12. The device according to claim 11, characterized in that, The multiple fields include the Distributed Aggregate Table (SGL) field and the Start Logical Block Address (start LBA) field.
13. The device according to any one of claims 10 to 12, characterized in that, The first message is specifically used to request data from the storage device, and the data specifically requested by the first message is block data from the storage device.
14. The device according to any one of claims 10 to 12, characterized in that, The first message is specifically used to request data from the database, and the data specifically requested by the first message is a record in the database.
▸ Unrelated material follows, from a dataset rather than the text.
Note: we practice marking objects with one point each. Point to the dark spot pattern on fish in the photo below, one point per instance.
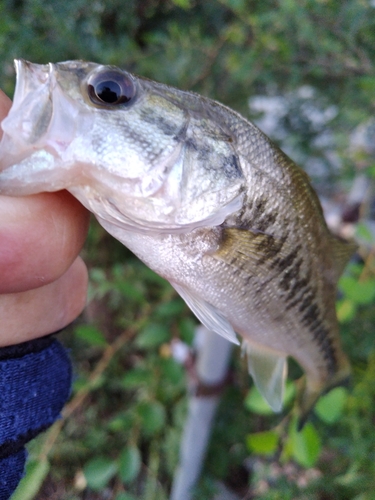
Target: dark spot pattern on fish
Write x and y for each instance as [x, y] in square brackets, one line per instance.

15. The device according to any one of claims 10 to 12, characterized in that, The transceiver unit is also used for: Receive a third message, the third message being used to request data from one of the servers, the third message originating from one of the terminals in the client; The processing unit is further configured to store the data requested by the third message in the intermediate device when the number of times the data requested by the third message is requested exceeds a threshold.
16. The device according to claim 15, characterized in that, The data requested in the third message stored in the intermediate device is requested by the intermediate device from the storage device; or The data of the third message request stored in the intermediate device is obtained by the intermediate device from the message sent from the storage device to the client.
17. The device according to any one of claims 10 to 12, characterized in that, The intermediate device stores the data requested by the first message in a cache.
18. The device according to any one of claims 10 to 12, characterized in that, The first message is characterized by application layer fields that are key-value strings.
19. An intermediate device in a communication network, characterized in that, It includes one or more processors; one or more memories; said one or more memories storing one or more computer programs, said one or more computer programs including instructions that, when executed by said instructions by said one or more processors, cause the method for optimizing data access performance as described in any one of claims 1 to 9 to be performed.
20. A chip, characterized in that, The chip includes a processor and a communication interface, the communication interface being used to receive signals and transmit the signals to the processor, the processor processing the signals such that the method for optimizing data access performance as described in any one of claims 1 to 9 is executed.
21. A computer-readable storage medium, characterized in that, The computer-readable storage medium stores computer instructions that, when executed on a computer, cause the method for optimizing data access performance as described in any one of claims 1 to 9 to be performed.